Hairpin flow example - Destination server 10.10.20.x with public IP 65.x.x.x
- CLC server 10.20.30.x sends a packet to 65.x.x.x
- Edge infrastructure notes that 65.x.x.x has a NAT to 10.10.20.x and forwards the packet to 10.10.20.x
Restricting source traffic and Hairpin NAT
|Source||Destination||Value to add to source traffic list|
|CLC Public IP||CLC Public IP||Source public IP|
|CLC Private IP||CLC public IP||Public NAT pool address range*|
*Due to security concerns with using the public NAT pool in a source traffic restriction list, CenturyLink Cloud recommends that a public IP is assigned to the source server.
*Note that CLC is performing infrastructure upgrades that change the behavior of the Private IP NAT hairpin.
If you have CLC Private IPs in the source traffic restriction list and traffic is not passing, please contact support for assistance at email@example.com.
Question: Am I using Hairpin NAT?
Answer: A typical scenario for Hairpin NAT would be when a DNS name is referenced by a CLC server that does not have a public IP address. The server would access xyz.com which resolves to a CLC hosted public address. CenturyLink Cloud recommends that a private DNS be used for CLC servers which can be used to provide the internal IP which does not need to traverse the edge.

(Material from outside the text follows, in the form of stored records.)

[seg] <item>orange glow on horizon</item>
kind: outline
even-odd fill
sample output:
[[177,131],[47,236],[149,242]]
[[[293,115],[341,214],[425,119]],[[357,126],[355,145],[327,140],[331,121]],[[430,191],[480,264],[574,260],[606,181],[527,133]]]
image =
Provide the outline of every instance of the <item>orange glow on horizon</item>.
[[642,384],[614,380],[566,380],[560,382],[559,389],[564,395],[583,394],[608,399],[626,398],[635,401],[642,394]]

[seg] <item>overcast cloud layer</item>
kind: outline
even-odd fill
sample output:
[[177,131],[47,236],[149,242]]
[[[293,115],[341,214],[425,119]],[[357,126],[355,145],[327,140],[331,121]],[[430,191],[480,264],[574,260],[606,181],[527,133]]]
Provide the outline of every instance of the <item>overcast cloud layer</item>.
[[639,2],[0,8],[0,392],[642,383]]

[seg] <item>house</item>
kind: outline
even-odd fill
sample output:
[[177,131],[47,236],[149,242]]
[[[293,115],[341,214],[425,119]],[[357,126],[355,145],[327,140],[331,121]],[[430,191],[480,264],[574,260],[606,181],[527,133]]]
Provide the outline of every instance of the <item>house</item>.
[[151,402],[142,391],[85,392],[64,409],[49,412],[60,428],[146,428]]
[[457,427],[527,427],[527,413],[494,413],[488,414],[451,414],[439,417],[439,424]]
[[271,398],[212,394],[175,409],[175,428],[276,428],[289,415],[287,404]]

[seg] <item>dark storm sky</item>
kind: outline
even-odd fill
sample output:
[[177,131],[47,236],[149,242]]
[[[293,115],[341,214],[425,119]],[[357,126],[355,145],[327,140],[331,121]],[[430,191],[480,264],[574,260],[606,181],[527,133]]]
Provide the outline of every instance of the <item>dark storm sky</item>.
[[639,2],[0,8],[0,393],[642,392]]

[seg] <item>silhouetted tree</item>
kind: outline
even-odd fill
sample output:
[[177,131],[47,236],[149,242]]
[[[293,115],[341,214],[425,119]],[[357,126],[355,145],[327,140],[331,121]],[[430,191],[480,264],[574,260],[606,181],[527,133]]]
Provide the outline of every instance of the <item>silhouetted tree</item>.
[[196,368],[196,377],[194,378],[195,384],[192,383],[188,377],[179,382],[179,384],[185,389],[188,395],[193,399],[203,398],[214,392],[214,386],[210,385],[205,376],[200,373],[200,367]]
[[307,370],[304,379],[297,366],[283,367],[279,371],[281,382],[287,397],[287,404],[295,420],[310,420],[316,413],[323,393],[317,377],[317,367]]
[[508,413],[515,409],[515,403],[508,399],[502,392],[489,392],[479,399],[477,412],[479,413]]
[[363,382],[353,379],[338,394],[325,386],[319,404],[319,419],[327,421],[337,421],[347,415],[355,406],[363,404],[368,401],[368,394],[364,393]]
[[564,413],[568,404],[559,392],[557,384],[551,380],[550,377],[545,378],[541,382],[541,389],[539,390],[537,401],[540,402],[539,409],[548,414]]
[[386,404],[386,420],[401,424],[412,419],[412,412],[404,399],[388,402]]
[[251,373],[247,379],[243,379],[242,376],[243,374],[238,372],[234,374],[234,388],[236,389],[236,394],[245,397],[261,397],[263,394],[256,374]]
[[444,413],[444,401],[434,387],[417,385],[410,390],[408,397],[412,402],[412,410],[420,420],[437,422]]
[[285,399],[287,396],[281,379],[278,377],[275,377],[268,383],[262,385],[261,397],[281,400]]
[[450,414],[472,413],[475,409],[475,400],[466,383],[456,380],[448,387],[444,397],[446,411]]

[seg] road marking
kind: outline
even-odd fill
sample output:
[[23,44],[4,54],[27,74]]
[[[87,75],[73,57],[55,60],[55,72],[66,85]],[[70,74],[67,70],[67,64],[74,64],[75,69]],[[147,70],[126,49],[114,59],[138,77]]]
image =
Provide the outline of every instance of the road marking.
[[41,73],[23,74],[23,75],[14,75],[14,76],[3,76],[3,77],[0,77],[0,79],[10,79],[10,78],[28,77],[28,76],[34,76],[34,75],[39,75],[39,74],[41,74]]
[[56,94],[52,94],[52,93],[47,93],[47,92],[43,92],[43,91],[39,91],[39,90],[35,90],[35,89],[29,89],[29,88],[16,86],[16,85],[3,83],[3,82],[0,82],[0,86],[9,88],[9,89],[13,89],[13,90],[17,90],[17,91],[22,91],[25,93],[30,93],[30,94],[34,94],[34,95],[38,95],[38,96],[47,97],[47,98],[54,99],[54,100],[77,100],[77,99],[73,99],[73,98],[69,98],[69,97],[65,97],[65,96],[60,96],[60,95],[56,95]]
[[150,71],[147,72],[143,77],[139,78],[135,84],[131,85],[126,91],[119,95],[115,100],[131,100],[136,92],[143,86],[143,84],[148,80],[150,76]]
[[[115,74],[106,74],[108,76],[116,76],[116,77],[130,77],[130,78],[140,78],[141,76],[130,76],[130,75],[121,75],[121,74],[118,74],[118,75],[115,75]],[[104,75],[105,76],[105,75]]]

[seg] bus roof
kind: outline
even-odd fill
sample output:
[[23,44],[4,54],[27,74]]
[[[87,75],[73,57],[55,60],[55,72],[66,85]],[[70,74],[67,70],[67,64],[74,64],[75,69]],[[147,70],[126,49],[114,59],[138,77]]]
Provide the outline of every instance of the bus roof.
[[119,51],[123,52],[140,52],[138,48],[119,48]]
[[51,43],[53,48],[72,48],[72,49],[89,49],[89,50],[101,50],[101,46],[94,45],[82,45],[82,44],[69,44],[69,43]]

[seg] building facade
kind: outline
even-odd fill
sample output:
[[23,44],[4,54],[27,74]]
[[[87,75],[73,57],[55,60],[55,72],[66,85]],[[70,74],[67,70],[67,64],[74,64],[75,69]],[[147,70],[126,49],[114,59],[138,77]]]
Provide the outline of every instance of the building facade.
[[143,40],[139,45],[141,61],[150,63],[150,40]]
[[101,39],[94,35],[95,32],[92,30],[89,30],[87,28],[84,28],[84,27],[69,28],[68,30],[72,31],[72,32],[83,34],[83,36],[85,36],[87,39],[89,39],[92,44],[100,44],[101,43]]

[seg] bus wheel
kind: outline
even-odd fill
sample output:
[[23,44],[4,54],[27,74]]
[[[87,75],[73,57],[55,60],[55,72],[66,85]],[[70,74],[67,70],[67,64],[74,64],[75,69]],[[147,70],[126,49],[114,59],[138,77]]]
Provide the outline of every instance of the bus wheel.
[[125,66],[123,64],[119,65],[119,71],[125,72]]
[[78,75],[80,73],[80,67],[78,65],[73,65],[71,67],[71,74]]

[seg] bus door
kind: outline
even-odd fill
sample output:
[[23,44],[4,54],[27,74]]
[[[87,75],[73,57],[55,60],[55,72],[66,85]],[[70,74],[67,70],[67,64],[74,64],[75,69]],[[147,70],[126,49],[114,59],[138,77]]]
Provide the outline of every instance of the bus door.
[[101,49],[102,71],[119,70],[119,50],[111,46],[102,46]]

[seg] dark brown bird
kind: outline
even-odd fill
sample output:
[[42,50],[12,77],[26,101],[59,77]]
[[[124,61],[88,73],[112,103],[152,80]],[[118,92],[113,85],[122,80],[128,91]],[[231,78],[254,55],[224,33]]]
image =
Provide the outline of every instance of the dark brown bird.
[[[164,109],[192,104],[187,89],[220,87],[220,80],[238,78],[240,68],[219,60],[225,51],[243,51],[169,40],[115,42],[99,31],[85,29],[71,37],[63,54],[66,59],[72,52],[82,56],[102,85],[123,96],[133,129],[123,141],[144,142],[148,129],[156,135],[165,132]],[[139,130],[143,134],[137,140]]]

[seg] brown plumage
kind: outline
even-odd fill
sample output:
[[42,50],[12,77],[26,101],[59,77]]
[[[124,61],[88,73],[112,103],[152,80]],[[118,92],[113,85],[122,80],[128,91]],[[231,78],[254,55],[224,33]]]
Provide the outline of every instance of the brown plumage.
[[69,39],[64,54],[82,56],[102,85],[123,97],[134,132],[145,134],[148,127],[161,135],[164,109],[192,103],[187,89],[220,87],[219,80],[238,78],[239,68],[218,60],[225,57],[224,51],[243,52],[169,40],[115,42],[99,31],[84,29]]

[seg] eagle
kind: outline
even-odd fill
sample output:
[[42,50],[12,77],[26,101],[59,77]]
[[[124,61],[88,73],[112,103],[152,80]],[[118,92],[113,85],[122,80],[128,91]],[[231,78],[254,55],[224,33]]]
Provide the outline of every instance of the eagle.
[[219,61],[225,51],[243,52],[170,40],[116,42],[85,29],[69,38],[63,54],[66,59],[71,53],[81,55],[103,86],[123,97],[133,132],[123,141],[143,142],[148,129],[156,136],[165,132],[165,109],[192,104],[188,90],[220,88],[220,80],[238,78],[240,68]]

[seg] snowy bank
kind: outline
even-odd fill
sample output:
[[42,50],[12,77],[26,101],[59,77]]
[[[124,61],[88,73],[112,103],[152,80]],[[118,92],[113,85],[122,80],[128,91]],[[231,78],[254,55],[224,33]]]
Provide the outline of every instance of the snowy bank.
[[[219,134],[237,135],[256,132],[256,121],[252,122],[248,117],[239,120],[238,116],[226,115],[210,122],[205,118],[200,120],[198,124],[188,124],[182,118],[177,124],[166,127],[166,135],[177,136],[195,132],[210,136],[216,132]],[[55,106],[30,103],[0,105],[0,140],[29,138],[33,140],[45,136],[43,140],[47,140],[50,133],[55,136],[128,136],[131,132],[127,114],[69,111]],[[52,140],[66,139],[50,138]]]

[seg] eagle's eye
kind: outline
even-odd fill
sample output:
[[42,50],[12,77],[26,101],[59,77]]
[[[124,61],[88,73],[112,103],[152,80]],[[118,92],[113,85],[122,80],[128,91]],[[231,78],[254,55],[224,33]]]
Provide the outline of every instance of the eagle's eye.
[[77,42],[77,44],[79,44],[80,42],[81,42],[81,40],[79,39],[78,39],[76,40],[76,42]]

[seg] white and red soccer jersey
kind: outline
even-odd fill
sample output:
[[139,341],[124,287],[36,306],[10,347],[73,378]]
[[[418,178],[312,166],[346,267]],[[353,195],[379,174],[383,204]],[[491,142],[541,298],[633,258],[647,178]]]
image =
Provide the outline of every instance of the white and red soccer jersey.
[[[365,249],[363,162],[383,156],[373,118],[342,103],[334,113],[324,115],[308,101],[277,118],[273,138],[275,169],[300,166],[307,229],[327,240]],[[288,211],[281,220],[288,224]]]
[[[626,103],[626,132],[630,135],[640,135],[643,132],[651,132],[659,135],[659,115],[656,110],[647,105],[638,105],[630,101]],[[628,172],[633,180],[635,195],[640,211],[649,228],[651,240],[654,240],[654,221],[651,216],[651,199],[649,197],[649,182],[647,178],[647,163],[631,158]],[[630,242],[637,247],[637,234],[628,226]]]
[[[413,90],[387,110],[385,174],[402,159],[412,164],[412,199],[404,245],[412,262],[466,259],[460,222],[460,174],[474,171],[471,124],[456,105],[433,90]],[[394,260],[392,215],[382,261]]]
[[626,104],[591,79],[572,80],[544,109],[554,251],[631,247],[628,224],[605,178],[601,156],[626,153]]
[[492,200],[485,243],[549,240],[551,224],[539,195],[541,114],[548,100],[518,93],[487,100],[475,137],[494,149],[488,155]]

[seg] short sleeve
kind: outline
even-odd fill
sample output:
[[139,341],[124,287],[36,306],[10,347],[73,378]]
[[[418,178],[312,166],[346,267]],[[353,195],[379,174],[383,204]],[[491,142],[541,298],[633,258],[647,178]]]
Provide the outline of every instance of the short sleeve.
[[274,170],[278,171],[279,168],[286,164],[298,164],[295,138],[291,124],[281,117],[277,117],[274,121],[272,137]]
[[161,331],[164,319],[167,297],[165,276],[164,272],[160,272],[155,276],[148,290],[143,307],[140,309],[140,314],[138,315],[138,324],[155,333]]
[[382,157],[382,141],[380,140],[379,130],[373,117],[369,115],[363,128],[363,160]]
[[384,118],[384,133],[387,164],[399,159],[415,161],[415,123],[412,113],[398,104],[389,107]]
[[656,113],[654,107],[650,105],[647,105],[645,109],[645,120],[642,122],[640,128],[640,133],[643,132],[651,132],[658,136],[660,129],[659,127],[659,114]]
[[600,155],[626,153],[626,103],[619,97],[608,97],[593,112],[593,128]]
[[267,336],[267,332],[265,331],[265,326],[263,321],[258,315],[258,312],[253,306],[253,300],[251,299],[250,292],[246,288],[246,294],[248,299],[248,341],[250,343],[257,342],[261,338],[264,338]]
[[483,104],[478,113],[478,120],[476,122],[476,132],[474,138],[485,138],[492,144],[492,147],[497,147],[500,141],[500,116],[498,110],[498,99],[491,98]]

Question: Should I use Hairpin NAT?
Answer: CenturyLink Cloud recommends that the internal IP address should be used as it will take a more optimal path and not need to be processed by the edge network infrastructure. Typically a DNS server internal to your account can be used to reference the internal CLC address.
Question: Do I need to include IPs from my Site-to-Site IPSec VPN, Cloud Network Service or Network Exchange link in the public IPs source traffic restriction list?
Answer: No. There is no path/route on those links to a server's public IP. All communications over these types of links are to the private address of the VM.
Question: I have CLC private IPs in my source traffic restriction list to allow for Hairpin NAT and I cannot reach the public IP anymore.
Answer: This is due to a CLC infrastructure upgrade to the edge routing infrastructure that changed the behavior of the Hairpin NAT. You will need to either add a public IP to the source CLC server and include the newly added public IP in the source traffic restriction list or you can bypass Hairpin Nat by using the private IP of the destination instead of the public IP.
Question: I have a Site to Site VPN, does it use hairpin NAT?
Answer: No. A Site to Site VPN is not set up to communicate with CLC public IPs. Custom VPNs can replicate CLC public IPs, however this processing is completely separate from hairpin NAT.